Bu noktada, Rus gazına bağımlılıkta AB’den bile daha ileride olan Türkiye’nin, bölgede Rusya ile işbirliğinden özenle kaçınıp, Batı’nın çıkarları paralelinde Rusya ile rekabete soyunmasını anlayabilmek için özel bir eğitim almış olmak gerekiyor. Türkiye’nin enerji oyununda takınmaya çalıştığı tavrı, Putin, büyük bir ihtimalle espri olarak algılıyor. Aksi takdirde, Türkiye’nin çıkışları ciddiye alınmış olsaydı, şimdiye kadar gerekli mesajlar çoktan verilmiş olurdu.
3 Aralık günü gerçekleşen Putin’in 5 saatlik Türkiye ziyaretinden birkaç gün sonra Anapa’da, Güney Akım projesinin ilk kaynak töreni gerçekleştirildi. Bilindiği gibi, bu proje 16 milyar Euro’luk maliyetle, Rus gazını (63 milyar metreküp) Karadeniz’in altından Avrupa’ya ulaştıracak. Boru hattının bir kısmı, 2 bin 250 metre derinlikte Türkiye’nin Karadeniz’deki münhasır ekonomik bölgesinden geçecek.
Boru hattına yapılan ilk kaynak töreninde Enerji ve Tabi Kaynaklar Bakanı Taner Yıldız da yer aldı. Yıldız, ‘Ben Nabucco’nun tabutunun çivisinin çakıldığına inansaydım herhalde burada olmazdım.
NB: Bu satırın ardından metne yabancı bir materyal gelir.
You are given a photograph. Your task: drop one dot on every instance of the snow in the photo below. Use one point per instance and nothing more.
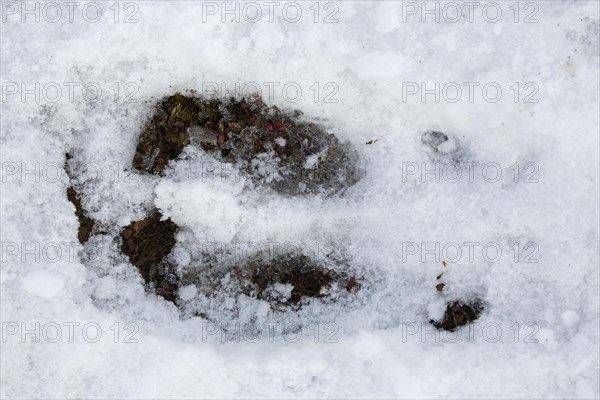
(538, 336)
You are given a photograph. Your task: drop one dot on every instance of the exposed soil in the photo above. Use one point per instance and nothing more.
(147, 243)
(272, 147)
(458, 314)
(306, 277)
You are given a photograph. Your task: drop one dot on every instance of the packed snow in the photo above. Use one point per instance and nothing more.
(506, 209)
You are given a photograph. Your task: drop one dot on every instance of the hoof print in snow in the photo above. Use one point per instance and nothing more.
(147, 243)
(86, 224)
(442, 147)
(458, 314)
(288, 280)
(271, 147)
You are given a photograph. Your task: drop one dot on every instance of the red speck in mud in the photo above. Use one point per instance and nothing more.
(220, 138)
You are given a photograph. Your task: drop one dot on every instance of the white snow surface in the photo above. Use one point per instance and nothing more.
(368, 54)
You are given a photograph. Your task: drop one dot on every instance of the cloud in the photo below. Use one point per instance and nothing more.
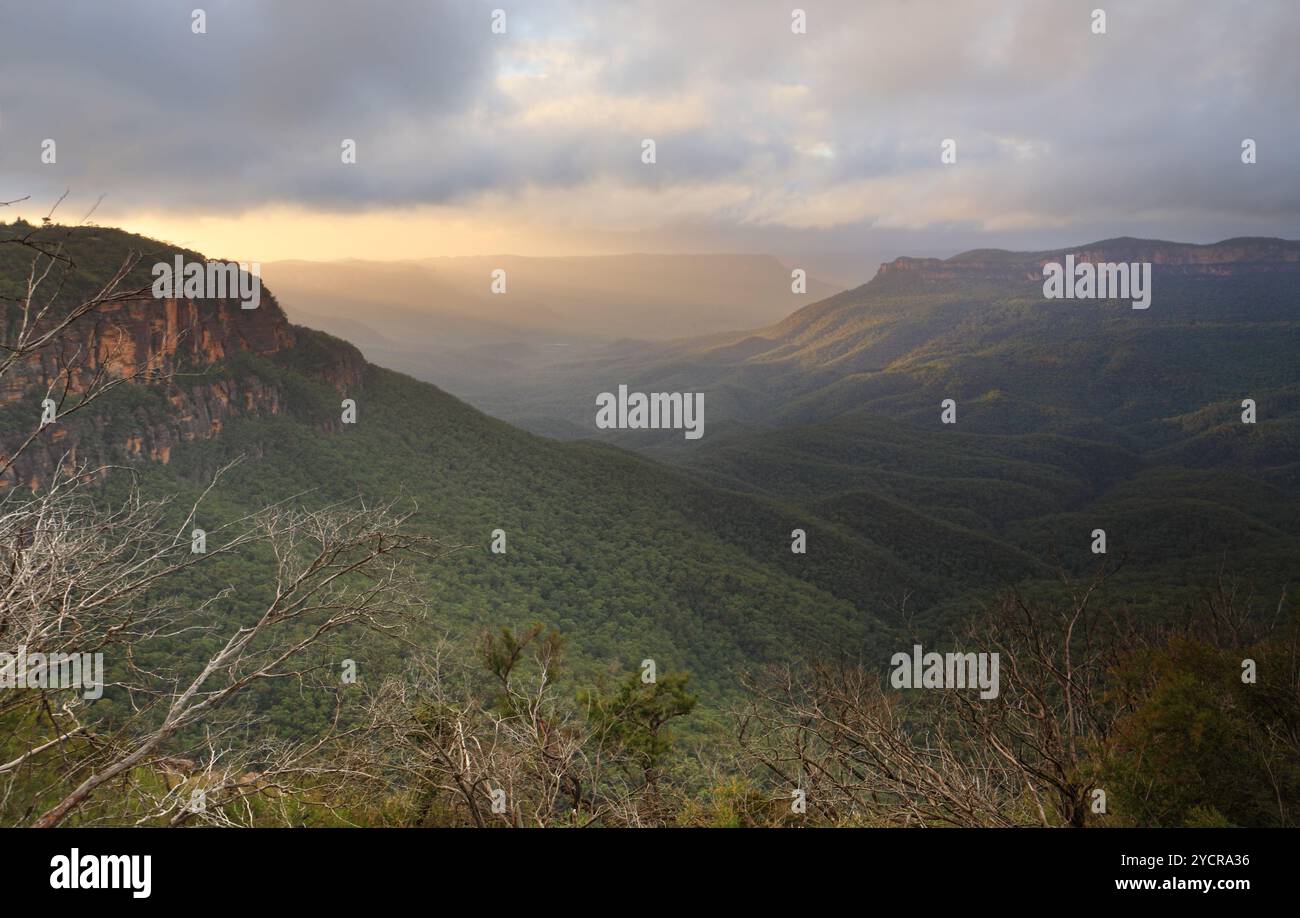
(758, 129)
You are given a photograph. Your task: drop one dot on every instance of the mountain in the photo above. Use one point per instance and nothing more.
(628, 558)
(1071, 415)
(1070, 418)
(449, 302)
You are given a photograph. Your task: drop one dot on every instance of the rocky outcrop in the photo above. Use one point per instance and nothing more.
(1227, 258)
(189, 343)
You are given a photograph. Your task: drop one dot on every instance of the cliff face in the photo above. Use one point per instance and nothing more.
(177, 347)
(1227, 258)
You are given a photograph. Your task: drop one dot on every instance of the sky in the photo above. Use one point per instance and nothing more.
(822, 147)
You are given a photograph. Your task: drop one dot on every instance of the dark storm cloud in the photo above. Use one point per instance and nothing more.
(840, 128)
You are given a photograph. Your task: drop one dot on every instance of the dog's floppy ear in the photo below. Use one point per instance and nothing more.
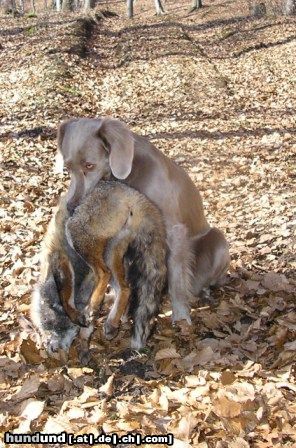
(59, 160)
(120, 143)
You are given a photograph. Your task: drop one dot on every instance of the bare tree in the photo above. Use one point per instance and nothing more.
(89, 4)
(130, 9)
(290, 7)
(67, 5)
(196, 4)
(258, 9)
(158, 7)
(21, 6)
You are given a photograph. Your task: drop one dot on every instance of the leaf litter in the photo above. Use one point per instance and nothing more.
(216, 94)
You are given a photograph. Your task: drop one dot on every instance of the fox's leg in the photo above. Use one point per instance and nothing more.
(123, 292)
(66, 291)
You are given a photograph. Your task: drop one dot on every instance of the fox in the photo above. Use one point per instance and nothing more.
(117, 237)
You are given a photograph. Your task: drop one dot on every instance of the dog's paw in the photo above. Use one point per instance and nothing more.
(51, 344)
(110, 331)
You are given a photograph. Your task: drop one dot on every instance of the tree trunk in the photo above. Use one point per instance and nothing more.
(21, 6)
(88, 4)
(67, 5)
(158, 7)
(290, 7)
(130, 9)
(196, 4)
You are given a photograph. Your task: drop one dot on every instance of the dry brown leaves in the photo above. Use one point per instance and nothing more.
(219, 98)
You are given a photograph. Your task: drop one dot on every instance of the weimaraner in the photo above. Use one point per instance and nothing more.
(105, 148)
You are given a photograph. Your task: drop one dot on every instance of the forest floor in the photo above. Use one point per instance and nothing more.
(215, 91)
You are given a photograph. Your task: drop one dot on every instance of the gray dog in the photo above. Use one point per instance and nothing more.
(104, 148)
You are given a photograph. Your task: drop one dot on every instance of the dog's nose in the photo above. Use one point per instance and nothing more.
(71, 208)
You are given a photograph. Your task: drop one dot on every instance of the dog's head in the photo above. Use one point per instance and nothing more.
(92, 149)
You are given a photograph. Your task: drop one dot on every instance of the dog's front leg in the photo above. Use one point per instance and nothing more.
(179, 272)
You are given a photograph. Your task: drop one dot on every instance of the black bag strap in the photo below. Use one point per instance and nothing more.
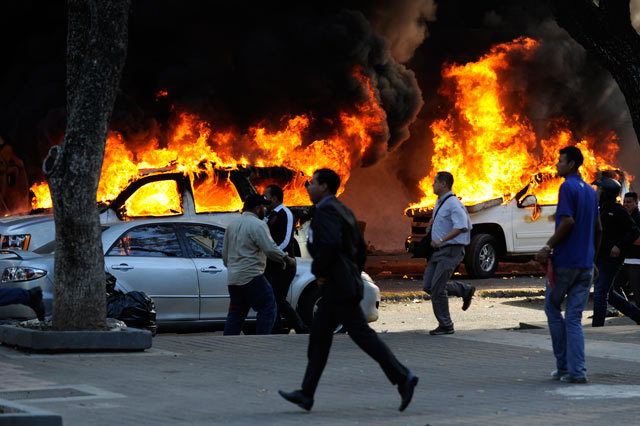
(433, 218)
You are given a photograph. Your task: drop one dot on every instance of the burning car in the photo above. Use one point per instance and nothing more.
(504, 230)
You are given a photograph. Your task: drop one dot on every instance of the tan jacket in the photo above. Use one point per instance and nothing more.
(247, 244)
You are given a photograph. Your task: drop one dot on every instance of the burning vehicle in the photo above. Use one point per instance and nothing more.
(504, 230)
(504, 172)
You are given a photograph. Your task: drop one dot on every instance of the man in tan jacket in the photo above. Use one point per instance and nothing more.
(247, 244)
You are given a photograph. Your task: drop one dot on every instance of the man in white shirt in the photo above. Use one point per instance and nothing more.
(247, 244)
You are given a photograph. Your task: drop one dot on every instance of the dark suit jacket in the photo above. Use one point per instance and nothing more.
(339, 251)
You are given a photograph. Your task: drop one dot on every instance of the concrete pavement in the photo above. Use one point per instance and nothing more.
(498, 377)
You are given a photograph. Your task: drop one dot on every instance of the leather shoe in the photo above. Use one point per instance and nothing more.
(466, 300)
(298, 398)
(35, 302)
(406, 390)
(441, 330)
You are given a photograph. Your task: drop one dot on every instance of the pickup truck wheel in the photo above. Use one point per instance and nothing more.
(482, 258)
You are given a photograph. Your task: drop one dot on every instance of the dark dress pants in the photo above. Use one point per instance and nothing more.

Güney Akım projesinin güney koridoruyla ilgili paketin önemli parçası olduğuna inanıyorum. Güney koridorunda, Nabucco gibi TANAP gibi Güney Akım gibi projeler var. Bu yüzden bu proje demetleri arasından öncelikleri değerlendirmek gerekiyor. Kısa vadede birbirinin rakibi gibi görünse de bunların orta vadede birbirinin rakibi olmadığını görüyoruz. AB talep ve ihtiyaçlarına baktığınızda benzer 3-4 tane projeye daha ihtiyaç var. Biz o yüzden projeler demetine olumlu bakıyoruz’ dedi.
Taner Yıldız’ın törende yer alması, iki ülke ilişkileri açısından son derece önemli bir gelişme. Sayın Bakan’ı bu törene katıldığı için kutluyorum.
Türk tarafı, Ruslarla müzakere sürecine girerek, bu proje konusunda da işbirliği arayışlarını ne denli değerlendirdi, bilemiyorum, ancak Rusların, Güney Akım yerine, Mavi Akım’a paralel yeni boru hatlarıyla, Samsun’dan itibaren Türkiye toprakları üzerinden, Batı’ya ulaşacak gaz hattı döşenmesi için uzun süredir çaba sarf ettiklerini biliyorum. Yatırım maliyeti açısından daha fizibil olan bu yatırımla Türk–Rus ilişkileri ve özellikle Rusya’nın Türkiye’ye bağımlılığı daha da pekiştirilebilirdi. Aslında, bu önerinin Ruslardan önce Türkiye tarafından masaya getirilmesi gerekiyordu. Bu sayede belki de, Suriye’ye yönelik politikamızın oluşmasında Rus katkısını da arkamıza alarak amacımıza ulaşabilirdik.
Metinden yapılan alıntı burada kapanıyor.